NASA and the Air Force have been launching Delta rockets since 1960, but have been steadily upgrading them over the years. The Delta IV Heavy is actually three booster stages strapped together, generating enough thrust to put payloads of 24 tons in low Earth orbit.

Four of them have been launched since 2004, all from Cape Canaveral Air Force Station in Florida. This is the first from California. It is using a pad called Space Launch Complex 6 at Vandenberg -- "Slick Six" to those who know it. SLC-6 was meant to be used for military launches of space shuttles, but was heavily modified to fit the Delta IV Heavy.
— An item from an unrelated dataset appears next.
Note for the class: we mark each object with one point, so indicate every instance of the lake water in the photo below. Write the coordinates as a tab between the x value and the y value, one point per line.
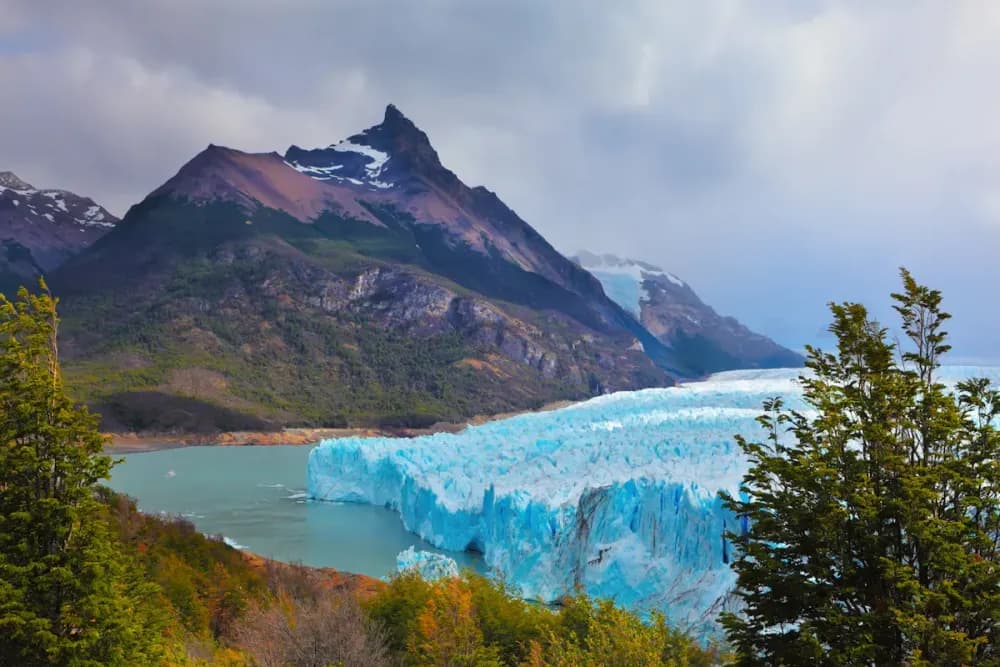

Spy Satellite Launch from Vandenberg Air Force Base, California

Aside from the soon-to-be-retired space shuttles, the Delta IV Heavy is the most powerful rocket the United States now has. The shuttles, with their strap-on boosters and orange external fuel tanks, are capable of carrying more than 50,000 pounds into orbit, but they are far more complicated, and the Air Force decided to stop using them after the Challenger disaster 25 years ago.

"This launch marks a significant milestone in our nation's space capability" said Lt. Col.Brady Hauboldt, the launch director, in a press statement. "This extends our ability to cost effectively deliver payloads of all sizes and compliments."

Why make the launch public, complete with video and high-quality photographs? Molczan said there was little point in keeping it secret.

"My colleagues and I routinely track nearly every one of the more than 300 U.S. military satellites in secret orbits," said Molczan. "Most are long dead relics of the cold war, but their orbits remain secret. If we hobbyists can find them, then any nation can do likewise."